Campagna Onu ‘Orange Your Hood’: la proposta per la giornata mondiale contro la violenza sulle donne

Campagna Onu ‘Orange Your Hood’: la proposta per la giornata mondiale contro la violenza sulle donne

Violence women‘Orange Your Hood’, illumina il tuo quartiere, è la nuovissima campagna di Un Women, l’agenzia delle nazioni unite che quest’anno ha pensato di promuovere mobilitazioni in tutto il mondo, da Gaza a Città del Messico, per promuovere la causa di tutte le donne senza distinzione alcuna.

Dal 25 novembre al 10 dicembre, la Giornata dei Diritti Umani, vi saranno iniziative in tutto il mondo, anche in luoghi di elevate tensioni come i due prima citati, passando per il Kosovo e la Cambogia, ma anche per Delhi, il Cairo e New York, dove sarà firmato un memorandum d’intesa tra il municipio della più famosa città d’america e Un Women.

L’annuncio è arrivato proprio dal palazzo delle nazioni unite a New York, il cosiddetto ‘Palazzo di vetro’ che per l’occasione si è tinto d’arancione insieme all’Empire State Building.

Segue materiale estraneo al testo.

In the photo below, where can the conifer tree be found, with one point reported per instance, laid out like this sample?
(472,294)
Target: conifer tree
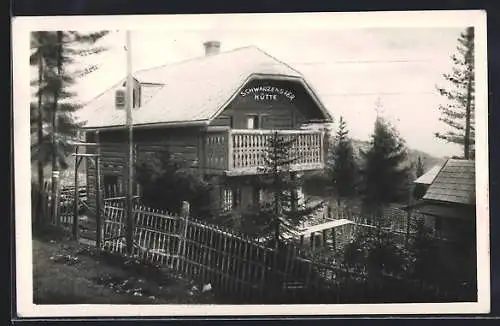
(458,113)
(384,176)
(341,165)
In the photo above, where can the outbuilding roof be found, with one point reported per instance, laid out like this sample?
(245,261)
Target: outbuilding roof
(455,183)
(193,91)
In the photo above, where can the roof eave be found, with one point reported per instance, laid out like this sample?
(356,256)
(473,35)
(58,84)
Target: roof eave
(193,123)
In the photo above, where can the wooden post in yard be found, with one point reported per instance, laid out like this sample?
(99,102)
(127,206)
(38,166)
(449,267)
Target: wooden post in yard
(98,197)
(129,105)
(181,249)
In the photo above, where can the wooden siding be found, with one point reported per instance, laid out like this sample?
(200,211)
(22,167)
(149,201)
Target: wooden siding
(281,113)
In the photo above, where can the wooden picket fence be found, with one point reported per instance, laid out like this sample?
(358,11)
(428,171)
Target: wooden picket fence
(232,263)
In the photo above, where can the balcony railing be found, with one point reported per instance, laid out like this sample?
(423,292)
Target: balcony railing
(243,151)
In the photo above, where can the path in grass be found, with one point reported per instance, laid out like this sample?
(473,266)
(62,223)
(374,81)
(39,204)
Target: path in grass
(65,272)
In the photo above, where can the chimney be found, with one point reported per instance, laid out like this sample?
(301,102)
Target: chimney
(211,47)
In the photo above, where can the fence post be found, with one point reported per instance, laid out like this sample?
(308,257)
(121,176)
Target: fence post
(185,211)
(75,197)
(98,201)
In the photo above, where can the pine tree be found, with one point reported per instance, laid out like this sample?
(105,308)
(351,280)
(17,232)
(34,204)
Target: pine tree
(341,165)
(458,113)
(384,176)
(282,214)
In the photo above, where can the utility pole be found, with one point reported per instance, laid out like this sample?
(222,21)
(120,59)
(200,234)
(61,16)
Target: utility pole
(129,104)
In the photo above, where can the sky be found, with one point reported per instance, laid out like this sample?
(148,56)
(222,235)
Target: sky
(350,69)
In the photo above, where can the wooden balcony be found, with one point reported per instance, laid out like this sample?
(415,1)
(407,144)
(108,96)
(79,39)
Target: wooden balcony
(243,151)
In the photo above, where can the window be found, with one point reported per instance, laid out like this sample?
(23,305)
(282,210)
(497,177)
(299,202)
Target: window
(256,196)
(253,122)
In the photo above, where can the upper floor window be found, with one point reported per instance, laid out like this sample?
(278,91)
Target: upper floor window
(253,122)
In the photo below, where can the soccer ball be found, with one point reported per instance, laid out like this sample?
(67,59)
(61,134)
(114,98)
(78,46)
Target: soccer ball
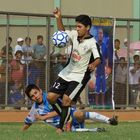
(60,39)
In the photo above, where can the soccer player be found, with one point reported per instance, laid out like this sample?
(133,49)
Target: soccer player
(84,58)
(42,110)
(100,86)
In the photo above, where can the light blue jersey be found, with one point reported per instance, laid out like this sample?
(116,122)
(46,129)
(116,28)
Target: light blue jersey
(46,108)
(42,109)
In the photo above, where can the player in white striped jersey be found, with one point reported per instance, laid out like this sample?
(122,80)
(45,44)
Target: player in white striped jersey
(84,58)
(42,110)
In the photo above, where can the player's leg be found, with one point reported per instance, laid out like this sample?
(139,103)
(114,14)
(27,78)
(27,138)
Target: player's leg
(97,89)
(66,101)
(81,116)
(56,91)
(103,87)
(72,93)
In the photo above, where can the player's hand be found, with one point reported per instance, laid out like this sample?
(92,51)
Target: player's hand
(59,131)
(39,117)
(91,67)
(57,12)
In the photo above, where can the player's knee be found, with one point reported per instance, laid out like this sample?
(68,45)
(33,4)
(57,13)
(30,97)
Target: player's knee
(79,116)
(66,101)
(51,98)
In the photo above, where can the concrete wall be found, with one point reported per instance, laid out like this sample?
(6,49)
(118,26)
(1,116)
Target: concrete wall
(114,8)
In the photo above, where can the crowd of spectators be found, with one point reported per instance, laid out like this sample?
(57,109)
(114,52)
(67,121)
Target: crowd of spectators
(26,65)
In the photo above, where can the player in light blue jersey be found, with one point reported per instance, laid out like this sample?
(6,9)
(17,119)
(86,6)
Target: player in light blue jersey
(42,110)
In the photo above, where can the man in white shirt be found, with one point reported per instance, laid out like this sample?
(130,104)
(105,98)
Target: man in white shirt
(84,58)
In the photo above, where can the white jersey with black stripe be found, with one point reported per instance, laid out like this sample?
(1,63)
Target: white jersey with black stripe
(80,57)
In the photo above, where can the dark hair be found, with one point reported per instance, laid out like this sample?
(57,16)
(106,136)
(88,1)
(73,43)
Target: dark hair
(84,19)
(122,58)
(39,36)
(9,38)
(29,88)
(19,52)
(28,38)
(117,40)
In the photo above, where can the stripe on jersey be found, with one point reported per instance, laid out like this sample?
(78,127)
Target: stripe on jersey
(75,91)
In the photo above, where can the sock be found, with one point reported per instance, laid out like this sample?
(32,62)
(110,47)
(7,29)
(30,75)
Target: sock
(57,108)
(65,114)
(97,117)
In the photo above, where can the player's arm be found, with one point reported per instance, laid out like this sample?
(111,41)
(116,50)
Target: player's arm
(94,64)
(26,126)
(97,58)
(46,116)
(57,14)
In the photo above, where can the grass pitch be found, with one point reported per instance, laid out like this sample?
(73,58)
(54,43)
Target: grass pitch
(41,131)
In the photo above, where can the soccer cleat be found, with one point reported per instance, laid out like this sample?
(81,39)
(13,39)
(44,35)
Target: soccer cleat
(113,120)
(101,130)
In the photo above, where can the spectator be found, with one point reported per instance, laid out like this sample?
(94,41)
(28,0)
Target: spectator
(125,42)
(18,47)
(100,86)
(17,69)
(134,79)
(39,48)
(3,79)
(33,73)
(3,50)
(117,48)
(39,54)
(28,50)
(120,82)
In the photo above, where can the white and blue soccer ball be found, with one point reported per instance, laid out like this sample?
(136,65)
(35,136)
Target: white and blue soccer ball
(60,39)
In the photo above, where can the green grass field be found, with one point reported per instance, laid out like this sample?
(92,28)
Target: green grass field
(41,131)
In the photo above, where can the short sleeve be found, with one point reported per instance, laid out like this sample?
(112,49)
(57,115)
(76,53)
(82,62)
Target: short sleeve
(30,118)
(96,50)
(71,33)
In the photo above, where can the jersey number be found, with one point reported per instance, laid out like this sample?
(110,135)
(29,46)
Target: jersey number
(56,85)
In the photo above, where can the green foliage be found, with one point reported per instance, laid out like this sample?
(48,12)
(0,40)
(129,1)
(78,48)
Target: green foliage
(40,131)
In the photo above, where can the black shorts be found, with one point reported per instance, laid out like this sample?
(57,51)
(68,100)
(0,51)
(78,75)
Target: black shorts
(70,88)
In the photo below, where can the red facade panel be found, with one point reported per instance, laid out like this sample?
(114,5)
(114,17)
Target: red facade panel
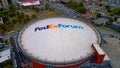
(72,66)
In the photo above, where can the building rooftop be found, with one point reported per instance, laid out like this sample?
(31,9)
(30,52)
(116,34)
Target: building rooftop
(5,55)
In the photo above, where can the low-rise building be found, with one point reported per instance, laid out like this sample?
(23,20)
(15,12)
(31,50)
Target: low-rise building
(100,21)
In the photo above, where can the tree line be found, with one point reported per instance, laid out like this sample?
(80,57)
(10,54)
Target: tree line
(79,7)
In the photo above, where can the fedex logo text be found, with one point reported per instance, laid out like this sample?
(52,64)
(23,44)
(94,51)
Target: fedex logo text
(51,26)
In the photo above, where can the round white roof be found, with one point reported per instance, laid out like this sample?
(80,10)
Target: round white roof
(70,41)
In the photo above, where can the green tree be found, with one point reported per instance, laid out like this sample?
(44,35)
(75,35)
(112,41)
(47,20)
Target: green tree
(46,6)
(108,7)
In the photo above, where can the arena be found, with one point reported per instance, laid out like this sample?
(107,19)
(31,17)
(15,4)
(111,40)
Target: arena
(58,42)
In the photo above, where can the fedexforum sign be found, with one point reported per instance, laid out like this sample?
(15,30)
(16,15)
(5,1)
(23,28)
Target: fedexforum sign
(50,26)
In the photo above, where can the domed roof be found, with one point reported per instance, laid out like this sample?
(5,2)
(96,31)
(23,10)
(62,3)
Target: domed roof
(58,40)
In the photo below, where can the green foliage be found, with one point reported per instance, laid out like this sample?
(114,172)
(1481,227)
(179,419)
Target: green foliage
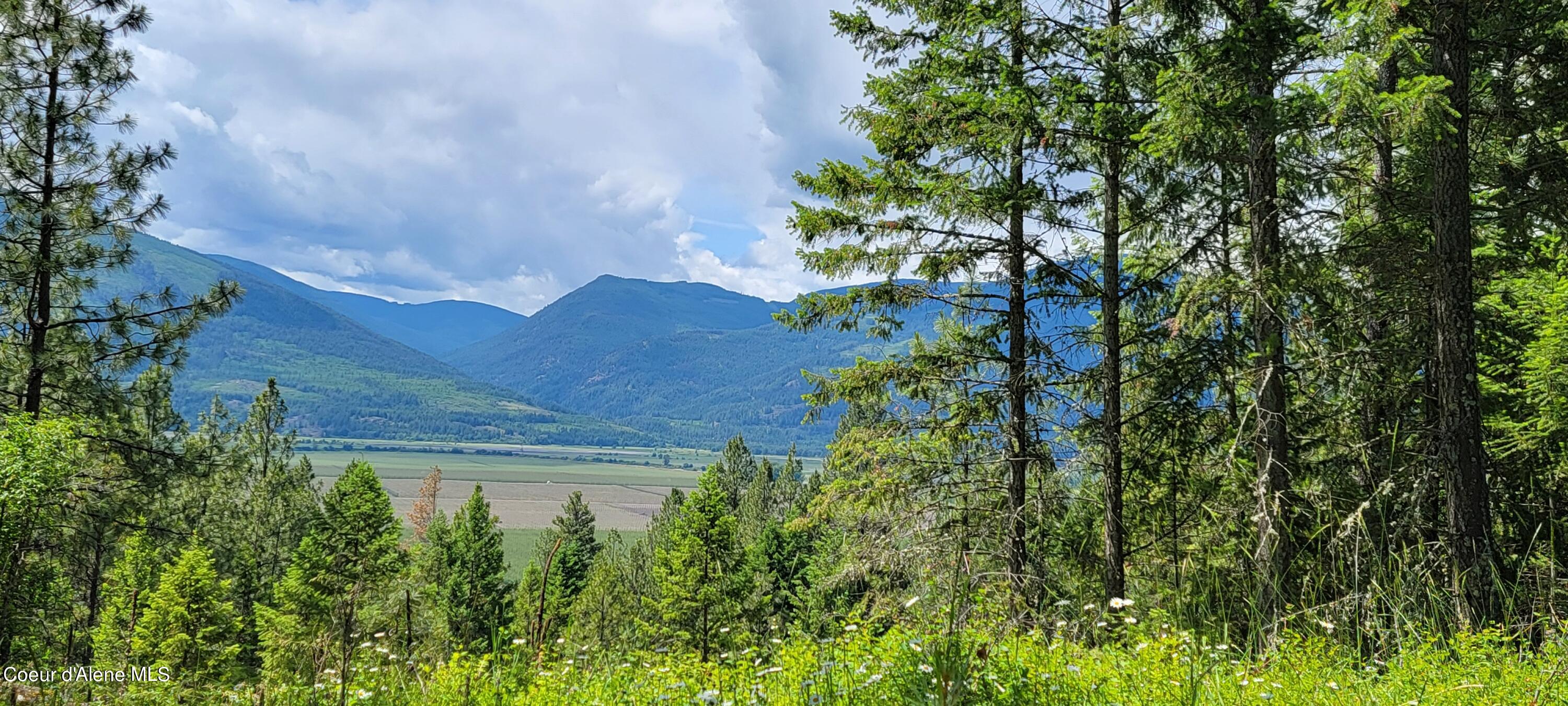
(190,625)
(477,597)
(579,545)
(37,459)
(71,204)
(128,590)
(339,572)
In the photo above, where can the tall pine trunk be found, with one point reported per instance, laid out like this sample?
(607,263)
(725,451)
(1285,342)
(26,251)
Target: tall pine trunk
(1111,324)
(1017,350)
(1459,394)
(43,278)
(1271,440)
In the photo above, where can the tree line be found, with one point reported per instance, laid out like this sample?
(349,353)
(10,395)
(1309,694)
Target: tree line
(1318,388)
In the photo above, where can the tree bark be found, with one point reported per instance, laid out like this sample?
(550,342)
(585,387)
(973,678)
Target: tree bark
(1017,355)
(43,278)
(1271,440)
(1111,324)
(1459,394)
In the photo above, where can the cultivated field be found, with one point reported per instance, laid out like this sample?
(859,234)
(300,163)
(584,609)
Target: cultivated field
(529,484)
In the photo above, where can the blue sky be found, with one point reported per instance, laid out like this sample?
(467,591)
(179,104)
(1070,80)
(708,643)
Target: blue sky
(501,151)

L’evento è stato presidiato da Ban Soon-taek, moglie del segretario generale dell’Onu Ban Ki-moon, dal numero due di Ban Jan Eliasson e da Gianluca Pastore, direttore delle comunicazioni del gruppo Benetton. Entusiasta è la direttrice esecutiva di Un Women, la sudafricana Phumzile Mlambo-Nguka che conferma: “L’Empire arancione sarà un faro per il mondo”. Testimonial femminile dell’anno sarà Teri Hatcher, resa celebre da ‘Desperate Housewives’, che sensibilizzerà e coinvolgerà  gli uomini nelle tematiche della parità di genere con la campagna ‘He for She’. L’attrice è stata espressamente richiesta da Phumzile Mlambo-Nguka perché vittima di una violenza sessuale “e ha avuto il coraggio di parlarne”, spiega la direttrice. “Come lei, molte donne hanno deciso di non non accettare più lo stato di vittima ma sono diventate sopravvissute. Queste donne aiuteranno a far smettere di pensare che nel dubbio è più facile credere a un uomo che a una donna. Questo è un altro modo di fare, oggi e subito, la differenza”.

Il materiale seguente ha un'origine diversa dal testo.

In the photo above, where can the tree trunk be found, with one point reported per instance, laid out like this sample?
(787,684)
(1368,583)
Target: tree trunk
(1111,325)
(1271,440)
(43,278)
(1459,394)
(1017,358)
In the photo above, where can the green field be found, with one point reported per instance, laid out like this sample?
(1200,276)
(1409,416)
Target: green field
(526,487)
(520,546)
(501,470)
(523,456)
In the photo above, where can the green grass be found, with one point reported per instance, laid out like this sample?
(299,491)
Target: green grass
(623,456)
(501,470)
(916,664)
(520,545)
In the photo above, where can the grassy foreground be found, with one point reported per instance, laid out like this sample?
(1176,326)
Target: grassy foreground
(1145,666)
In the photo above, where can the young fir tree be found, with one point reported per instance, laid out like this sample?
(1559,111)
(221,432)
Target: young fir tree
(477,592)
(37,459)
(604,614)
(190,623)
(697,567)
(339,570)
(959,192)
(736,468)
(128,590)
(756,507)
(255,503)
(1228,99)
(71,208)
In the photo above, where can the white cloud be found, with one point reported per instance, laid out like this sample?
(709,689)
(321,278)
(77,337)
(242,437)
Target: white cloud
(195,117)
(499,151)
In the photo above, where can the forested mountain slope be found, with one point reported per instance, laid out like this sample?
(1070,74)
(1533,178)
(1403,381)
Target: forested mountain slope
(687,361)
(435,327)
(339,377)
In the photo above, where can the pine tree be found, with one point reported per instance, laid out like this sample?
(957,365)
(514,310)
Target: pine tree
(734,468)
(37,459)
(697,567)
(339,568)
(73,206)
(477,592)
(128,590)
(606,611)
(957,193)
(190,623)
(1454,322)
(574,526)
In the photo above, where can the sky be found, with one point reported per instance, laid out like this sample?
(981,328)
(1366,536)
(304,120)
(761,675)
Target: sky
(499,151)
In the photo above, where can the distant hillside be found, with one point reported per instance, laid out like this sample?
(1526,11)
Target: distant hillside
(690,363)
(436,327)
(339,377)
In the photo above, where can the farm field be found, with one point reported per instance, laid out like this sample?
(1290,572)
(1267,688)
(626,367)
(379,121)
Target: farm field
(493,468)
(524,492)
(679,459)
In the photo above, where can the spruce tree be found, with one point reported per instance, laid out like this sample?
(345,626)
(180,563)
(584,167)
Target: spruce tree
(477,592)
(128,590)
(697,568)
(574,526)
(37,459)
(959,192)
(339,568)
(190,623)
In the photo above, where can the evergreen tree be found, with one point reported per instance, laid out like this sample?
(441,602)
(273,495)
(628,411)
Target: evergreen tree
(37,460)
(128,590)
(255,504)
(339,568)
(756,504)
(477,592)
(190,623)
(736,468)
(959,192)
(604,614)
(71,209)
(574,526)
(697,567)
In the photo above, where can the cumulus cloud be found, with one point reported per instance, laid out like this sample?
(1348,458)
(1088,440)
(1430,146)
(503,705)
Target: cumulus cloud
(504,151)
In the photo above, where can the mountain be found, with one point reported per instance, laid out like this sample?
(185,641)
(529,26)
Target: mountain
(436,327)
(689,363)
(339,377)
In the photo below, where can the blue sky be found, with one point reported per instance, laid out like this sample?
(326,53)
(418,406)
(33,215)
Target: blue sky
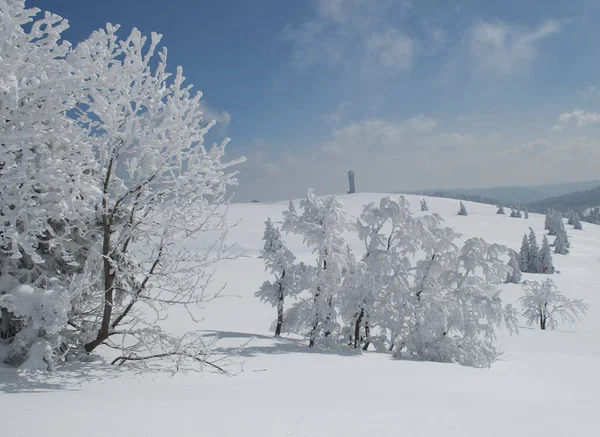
(409,94)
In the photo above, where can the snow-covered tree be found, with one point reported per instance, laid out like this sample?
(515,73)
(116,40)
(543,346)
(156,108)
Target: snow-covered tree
(545,258)
(524,255)
(534,265)
(554,222)
(544,304)
(453,312)
(435,306)
(280,262)
(577,222)
(292,207)
(414,292)
(158,186)
(321,224)
(514,275)
(561,242)
(46,168)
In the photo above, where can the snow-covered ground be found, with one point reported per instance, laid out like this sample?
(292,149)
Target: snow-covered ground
(545,384)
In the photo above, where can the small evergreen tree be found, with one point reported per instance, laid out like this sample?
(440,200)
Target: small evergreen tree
(524,255)
(544,304)
(514,276)
(554,222)
(561,243)
(577,222)
(280,262)
(534,265)
(292,207)
(545,257)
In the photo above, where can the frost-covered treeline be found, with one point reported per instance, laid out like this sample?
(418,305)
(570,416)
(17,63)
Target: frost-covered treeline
(413,291)
(532,257)
(103,174)
(544,305)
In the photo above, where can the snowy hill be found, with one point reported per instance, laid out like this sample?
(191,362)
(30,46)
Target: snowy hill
(544,384)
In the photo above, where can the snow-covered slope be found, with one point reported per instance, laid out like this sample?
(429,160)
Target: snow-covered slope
(545,383)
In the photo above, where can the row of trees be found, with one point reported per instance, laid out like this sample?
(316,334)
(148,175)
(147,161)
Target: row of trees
(532,257)
(103,173)
(515,211)
(413,292)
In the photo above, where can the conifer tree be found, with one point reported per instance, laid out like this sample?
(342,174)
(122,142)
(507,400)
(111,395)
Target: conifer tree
(524,255)
(292,207)
(514,276)
(534,265)
(288,275)
(547,220)
(561,243)
(545,257)
(321,223)
(577,222)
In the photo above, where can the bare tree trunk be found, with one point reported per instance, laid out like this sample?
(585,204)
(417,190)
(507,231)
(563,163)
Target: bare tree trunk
(4,326)
(109,274)
(109,278)
(279,311)
(357,323)
(367,334)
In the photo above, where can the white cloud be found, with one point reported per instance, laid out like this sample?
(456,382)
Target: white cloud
(394,155)
(579,117)
(352,34)
(391,49)
(376,136)
(590,93)
(222,118)
(501,49)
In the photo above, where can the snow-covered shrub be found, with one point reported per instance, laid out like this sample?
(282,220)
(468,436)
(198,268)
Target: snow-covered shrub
(280,262)
(47,166)
(414,292)
(104,173)
(321,223)
(514,276)
(544,304)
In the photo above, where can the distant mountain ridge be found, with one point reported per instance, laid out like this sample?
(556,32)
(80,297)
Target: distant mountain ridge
(577,201)
(521,194)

Nel corso della cerimonia è stato mostrato un video, creato da Erik Ravelo per Fabrica e United Colors of Benetton, di una ragazza “lapidata” di fiori: un messaggio forte da parte dell’Onu che insiste sulla necessità di far terminare immediatamente le violenze sulle donne e sul coinvolgimento degli uomini nel processo di responsabilizzazione.

E’ stata anche l’occasione per mandare un messaggio alle società private, per la promozione e lo sviluppo di campagne sui temi del sociale al fianco dell’Onu. Così Gianluca Pastore, ricordando come da anni Benetton sia schierata in prima fila nel sociale, osserva: “I privati, al pari dei governi e delle organizzazioni internazionali possono avere un ruolo chiave nelle campagne dell’Onu”.